The 5′ nuclease assay for CYP2D6 allele *4 was validated on 16 samples homozygote for the 1846G (wildtype), 16 heterozygotes, and 16 samples homozygote for the mutant 1846A. All test results conformed to those of the original reports, and no samples failed to amplify in this assay (Table 2).

The immediate area (~100 bp upstream and ~40 bp downstream) surrounding the CYP2D6 allele *6 founder mutation 1707delT in exon 3 is highly conserved between the CYP2D6 and CYP2D7 gene.44 For this reason, the forward primer of the 5′ nuclease assay is located 131 bp upstream from the probe site, while the reverse primer is located 25 bases downstream. The latter primer covers the same sequence as that used for the forward primer of the allele CYP2D6*4 assay and also includes the *8 1758G>T in the 5′ end of its sequence.27 Similarly, the probe sequence of the assay includes the 1716G>A of alleles *45 and *46.27 The product generated using the two primers is 212 bp long (Table 3).

Although, allele *6 is found at a frequency of ~0.6 in Caucasians, homozygote carriers are rare.25,37,47 The only such sample available for validation of the 5′ nuclease assay was a *5/*6×2. This sample generates a signal that is similar to that of a *6/*6 genotype. When validating the assay, the *5/*6×2 sample was included in replicates together with 22 heterozygote samples and 24 previously tested as homozygote of the wildtype sequence. All results of the 5′ nuclease assay were consistent with that of the original tests (Table 2).

Due to the high homology between the sequence of CYP2D6 and that of CYP2D7, the 5′ nuclease assay for alleles *3 and *9 shares the same set of PCR primers (Table 3).44 For the verification of the 5′ nuclease assay of allele *9, five archival samples previously tested as either *5/*9 or *9/*9 were available. These samples were used (one in replicate), together with 26 heterozygotes and 16 wildtype homozygotes. Of the five homozygote samples, two failed to amplify. The results of all the remaining samples, including both heterozygotes and wildtype homozygotes, were consistent with that of the original test (Table 2).

The 100C>T used to identify CYP2D6*10 is located in exon 1 of the gene. This region also has a high sequence homology to that of CYP2D7 but low compared to CYP2D8.44 Several other mutations defining alleles of the CYP2D6 gene have been identified in this exon. These include the 31G>A of *35, 77G>A of alleles *43 and *46, the 124G>A of allele *12, and the T insertion at 137–138 found in allele *15.27 To avoid coamplification of CYP2D7, the forward primer of the 5′ nuclease assay is located, so it has three bases heterolog to this gene sequence, two of which are located at the 3′ end of the primer (Table 3). The reverse primer is located 134 bases downstream. It further increases the specificity for the CYP2D6 gene, by spanning a sequence containing a “T” insert in the CYP2D7 gene. In addition, the probe sequence also contains two-nucleotide differences to the sequence of this pseudogene (Table 3).

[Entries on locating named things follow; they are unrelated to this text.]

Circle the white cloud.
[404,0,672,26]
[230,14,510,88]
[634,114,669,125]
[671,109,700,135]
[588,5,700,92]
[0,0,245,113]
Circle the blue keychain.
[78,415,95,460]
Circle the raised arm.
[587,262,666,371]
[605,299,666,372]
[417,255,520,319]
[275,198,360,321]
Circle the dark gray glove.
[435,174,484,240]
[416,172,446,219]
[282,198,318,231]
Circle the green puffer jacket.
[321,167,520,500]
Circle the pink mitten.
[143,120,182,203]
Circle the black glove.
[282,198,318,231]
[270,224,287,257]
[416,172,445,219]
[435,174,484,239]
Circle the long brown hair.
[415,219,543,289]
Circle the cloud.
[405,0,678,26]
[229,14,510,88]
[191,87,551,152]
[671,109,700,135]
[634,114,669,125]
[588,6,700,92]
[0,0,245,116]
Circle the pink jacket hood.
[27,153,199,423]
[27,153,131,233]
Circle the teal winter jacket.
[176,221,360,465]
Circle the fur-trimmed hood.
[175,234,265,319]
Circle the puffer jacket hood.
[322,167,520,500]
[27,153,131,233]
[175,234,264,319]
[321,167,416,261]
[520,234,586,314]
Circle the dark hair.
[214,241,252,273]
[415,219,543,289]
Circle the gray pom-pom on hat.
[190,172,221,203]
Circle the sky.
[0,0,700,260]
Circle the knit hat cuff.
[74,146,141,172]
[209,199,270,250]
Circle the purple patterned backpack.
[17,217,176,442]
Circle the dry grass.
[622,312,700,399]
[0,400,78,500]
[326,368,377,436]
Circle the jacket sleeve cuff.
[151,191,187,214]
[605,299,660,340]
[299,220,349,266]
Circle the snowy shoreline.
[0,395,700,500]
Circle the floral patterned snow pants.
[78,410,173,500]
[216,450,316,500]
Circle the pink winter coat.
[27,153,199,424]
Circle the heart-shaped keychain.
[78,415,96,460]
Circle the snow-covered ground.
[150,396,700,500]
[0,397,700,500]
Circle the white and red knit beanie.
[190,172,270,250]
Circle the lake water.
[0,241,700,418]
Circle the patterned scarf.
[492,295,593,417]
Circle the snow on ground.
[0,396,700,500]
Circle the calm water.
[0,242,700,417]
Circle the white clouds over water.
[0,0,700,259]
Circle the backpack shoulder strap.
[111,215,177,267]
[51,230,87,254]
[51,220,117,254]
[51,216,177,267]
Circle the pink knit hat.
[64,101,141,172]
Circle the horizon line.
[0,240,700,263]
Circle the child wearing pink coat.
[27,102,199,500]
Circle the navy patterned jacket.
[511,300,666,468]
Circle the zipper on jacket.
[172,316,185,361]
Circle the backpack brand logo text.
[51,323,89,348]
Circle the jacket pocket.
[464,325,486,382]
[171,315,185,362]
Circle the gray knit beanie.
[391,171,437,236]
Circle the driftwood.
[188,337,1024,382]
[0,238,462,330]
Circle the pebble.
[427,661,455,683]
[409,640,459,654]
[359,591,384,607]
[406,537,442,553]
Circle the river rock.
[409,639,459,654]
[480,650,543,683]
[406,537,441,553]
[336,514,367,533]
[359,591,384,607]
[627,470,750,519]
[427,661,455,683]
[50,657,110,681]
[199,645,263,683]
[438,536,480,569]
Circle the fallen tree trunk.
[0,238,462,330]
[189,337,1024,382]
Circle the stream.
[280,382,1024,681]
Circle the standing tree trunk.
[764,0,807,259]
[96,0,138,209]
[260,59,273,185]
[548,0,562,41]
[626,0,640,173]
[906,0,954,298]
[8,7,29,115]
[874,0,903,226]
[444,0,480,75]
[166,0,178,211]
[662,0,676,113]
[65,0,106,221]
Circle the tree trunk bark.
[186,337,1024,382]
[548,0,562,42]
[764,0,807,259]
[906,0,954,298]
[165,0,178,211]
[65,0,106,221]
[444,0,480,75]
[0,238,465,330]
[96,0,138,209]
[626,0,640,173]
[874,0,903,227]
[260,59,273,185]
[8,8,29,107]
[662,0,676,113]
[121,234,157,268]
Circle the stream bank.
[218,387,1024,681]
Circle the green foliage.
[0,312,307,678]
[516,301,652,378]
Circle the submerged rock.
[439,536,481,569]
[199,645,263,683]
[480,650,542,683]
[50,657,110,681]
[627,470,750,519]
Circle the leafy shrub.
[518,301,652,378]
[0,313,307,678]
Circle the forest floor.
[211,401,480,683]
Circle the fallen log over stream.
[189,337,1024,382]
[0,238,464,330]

For validation of the CYP2D6*10 assay, 61 archival samples were retested. These consisted of 20 samples homozygote for the 100C, 21 heterozygotes, and additional 20 samples homozygote for the variant 100T. In the latter two groups, samples containing allele *4 were included to increase the total number of tests harboring this SNP.27 One sample originally genotyped as *2/*10 gave a wildtype signal for the 100C>T in the 5′ nuclease assay, while a second came out as heterozygote compared to the initial result that was as a homozygote wildtype (*1/*2). In both cases, the accuracy of the 5′ nuclease assay was confirmed by direct sequencing of the PCR product (data not shown).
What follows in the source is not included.